Lecture 3: Pointers and Data Representation

🎥 Lecture video (Brown ID required)
💻 Lecture code
❓ Post-Lecture Quiz (due 11:59pm, Monday, February 3).

Pointers and How To Use Them

We previously discussed that memory boxes can store addresses of other memory boxes, and how an address occupies 8 bytes. C provides the ampersand operator (&) to get the address of any variable. In other words, if you have a variable local, writing &local gives you the address of the memory boxes that store local.

Where are you going to store the address value returned from &local? Well, if you want to hold on to it, you'll want to store it in a variable itself. Where does that variable live? It better be in memory, too! In other words, the 8 bytes corresponding to the address of &local will have a memory location of their own. We refer to such memory locations that hold addresses as pointers, because you can think of them as arrows pointing to other memory boxes.

In terms of C types, a type followed by an asterisk corresponds to a pointer. For example, int* is a pointer to an integer. An int* itself occupies 8 bytes of memory (since it stores an address), and it points to the first byte of a 4-byte sequence of memory boxes that store an int.

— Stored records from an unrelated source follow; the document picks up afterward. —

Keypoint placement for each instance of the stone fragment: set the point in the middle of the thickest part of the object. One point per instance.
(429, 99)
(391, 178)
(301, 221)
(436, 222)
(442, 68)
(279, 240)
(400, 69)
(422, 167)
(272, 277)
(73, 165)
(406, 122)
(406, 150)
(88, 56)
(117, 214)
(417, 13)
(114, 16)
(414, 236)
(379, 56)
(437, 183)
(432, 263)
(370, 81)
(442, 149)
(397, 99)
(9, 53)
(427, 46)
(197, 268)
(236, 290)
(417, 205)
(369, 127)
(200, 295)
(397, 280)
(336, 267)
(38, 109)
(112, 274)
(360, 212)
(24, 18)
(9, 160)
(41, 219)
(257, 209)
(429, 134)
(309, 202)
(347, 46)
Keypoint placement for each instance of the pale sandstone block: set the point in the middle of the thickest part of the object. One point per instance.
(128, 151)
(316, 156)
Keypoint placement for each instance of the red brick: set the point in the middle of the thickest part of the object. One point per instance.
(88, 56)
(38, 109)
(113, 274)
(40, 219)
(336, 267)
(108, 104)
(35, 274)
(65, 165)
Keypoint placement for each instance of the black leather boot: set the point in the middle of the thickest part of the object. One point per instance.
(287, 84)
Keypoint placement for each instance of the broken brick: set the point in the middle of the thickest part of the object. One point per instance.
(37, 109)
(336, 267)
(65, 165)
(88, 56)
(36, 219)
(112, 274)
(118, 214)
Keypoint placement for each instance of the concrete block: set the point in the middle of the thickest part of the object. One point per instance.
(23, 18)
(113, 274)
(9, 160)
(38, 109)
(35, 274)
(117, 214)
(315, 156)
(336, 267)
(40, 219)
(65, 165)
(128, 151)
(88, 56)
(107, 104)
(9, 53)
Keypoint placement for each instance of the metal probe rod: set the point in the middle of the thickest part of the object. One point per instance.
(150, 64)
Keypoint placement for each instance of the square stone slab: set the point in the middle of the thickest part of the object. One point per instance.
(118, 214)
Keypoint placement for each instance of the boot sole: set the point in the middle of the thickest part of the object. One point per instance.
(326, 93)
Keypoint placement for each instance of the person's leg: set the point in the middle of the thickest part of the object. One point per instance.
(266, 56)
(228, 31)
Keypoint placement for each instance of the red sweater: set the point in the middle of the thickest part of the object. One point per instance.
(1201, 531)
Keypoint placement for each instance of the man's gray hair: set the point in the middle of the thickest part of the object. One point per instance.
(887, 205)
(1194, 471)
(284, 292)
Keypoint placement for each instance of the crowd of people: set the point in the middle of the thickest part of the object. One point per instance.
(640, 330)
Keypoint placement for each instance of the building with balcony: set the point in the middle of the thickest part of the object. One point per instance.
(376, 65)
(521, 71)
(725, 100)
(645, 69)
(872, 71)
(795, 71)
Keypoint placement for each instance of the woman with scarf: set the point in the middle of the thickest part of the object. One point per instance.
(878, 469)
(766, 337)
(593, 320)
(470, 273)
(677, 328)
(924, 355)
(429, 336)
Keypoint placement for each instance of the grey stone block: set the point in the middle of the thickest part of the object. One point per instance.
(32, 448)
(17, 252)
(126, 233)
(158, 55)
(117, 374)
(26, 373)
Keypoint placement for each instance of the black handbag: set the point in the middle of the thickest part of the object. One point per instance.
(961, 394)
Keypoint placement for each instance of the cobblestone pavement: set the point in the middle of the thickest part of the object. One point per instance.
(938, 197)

To actually get to the value that a pointer points to, you use the * (asterisk) operator on the pointer (see datarep/ptr-intro.c in the lecture code):

void f() {
    int local = 1;
    int* ptr = &local;

    // prints 1
    printf("value of ptr: %d\n", *ptr);  // <== here, we "dereference" the pointer to get to the value of local

    // prints the address of local, twice
    printf("address of local: %p %p\n", &local, ptr); // <== "%p" is a printf format for printing pointers!
}
For some people, it helps to think of the asterisk operator as "cancelling" out the asterisk on the type: i.e., *(int*) == int.

Some C programmers like to put the asterisk next to the type (int* ptr for int-pointer ptr), others put it with the variable name (int *ptr), because that way it's clear that the dereferenced version of ptr is an int. Use whatever notation makes sense for you!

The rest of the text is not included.